In the first quarter of 2007, we have already opened an office in Mumbai, India, and within this year we plan to open offices in four more locations in Moscow, Brazil, Mexico, and Holland.

We will also continue to add additional international sales headcounts in both the headquarters as well as the local and international offices.

We are particularly optimistic with the growth potential in Europe and in the US this year.

We have already relocated two very Senior Vice President of Sales and Marketing to be in charge of each of the North American and Western European markets.

We believe after years of cultivation and brand promotion, our own brand sells in these two markets with our high-quality product will continue to gain market acceptance in the international marketplace.

We also have what we believe to be one of the largest nationwide sales and distribution network for any medical device manufacturer in China.

We have over 1800 distributor and 650 direct sales and sales support personnel in China.

And to-date, our products have been purchased by more than 27000 hospitals, clinics and healthcare facilities in China.

Overall, we are very pleased with our performance for the full year 2006, especially given the difficult domestic environment in the later part of the year relating to the Chinese government’s anti-corruption campaign, targeting at hospital procurement as well as, extending Chinese SFDA approval period.

Our achievement in fourth quarter 2006 with more than RMB477 million in sales has enabled us to exceed sales growth of more than 40% for the full year to reach RMB1.5 billion in sales.

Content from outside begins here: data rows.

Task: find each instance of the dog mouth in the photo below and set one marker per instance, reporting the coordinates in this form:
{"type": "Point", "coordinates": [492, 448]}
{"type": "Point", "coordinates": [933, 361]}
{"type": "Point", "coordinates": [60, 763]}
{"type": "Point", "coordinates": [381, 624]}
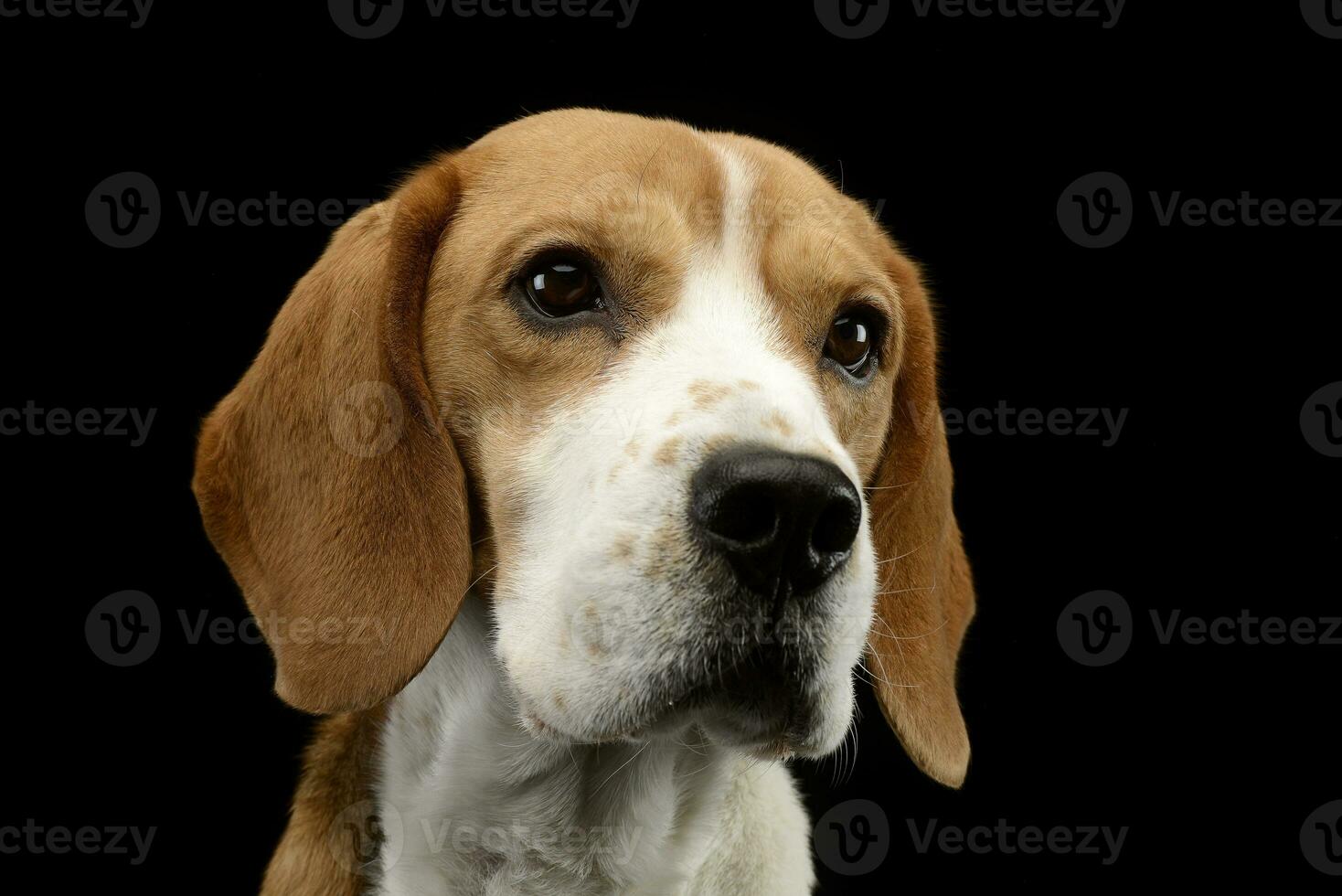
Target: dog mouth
{"type": "Point", "coordinates": [760, 703]}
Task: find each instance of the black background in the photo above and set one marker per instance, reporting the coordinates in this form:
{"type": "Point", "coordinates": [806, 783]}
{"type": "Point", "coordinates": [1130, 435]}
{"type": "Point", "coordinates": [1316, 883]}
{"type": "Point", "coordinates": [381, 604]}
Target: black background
{"type": "Point", "coordinates": [969, 129]}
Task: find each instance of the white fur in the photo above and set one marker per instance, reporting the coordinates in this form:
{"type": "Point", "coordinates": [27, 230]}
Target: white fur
{"type": "Point", "coordinates": [542, 750]}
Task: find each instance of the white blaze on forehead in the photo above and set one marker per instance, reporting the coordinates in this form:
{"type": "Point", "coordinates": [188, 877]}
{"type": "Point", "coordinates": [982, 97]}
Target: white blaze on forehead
{"type": "Point", "coordinates": [725, 333]}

In 2007, we believe the main driver of growth for the medical equipment market in China will be the government's continued and increasing investment in small and medium sized hospitals as well as rural area hospitals and clinics. Our products continue to enjoy significant competitive advantages due to higher performance to price ratio than other players in the market.

And in 2007, we believe our high-end patient monitors five-part hematology analyzers and color ultrasound will continue to help us further penetrating high-end markets as we continue to leverage our domestic distribution network to quickly bring new products in the market and service this growing demand.

We had delivered in 2006, a record year in both sales and net income figures. We have also added to our track record an operating cash flow of more than RMB500 million in 2006, which greatly exceeded our original expectation.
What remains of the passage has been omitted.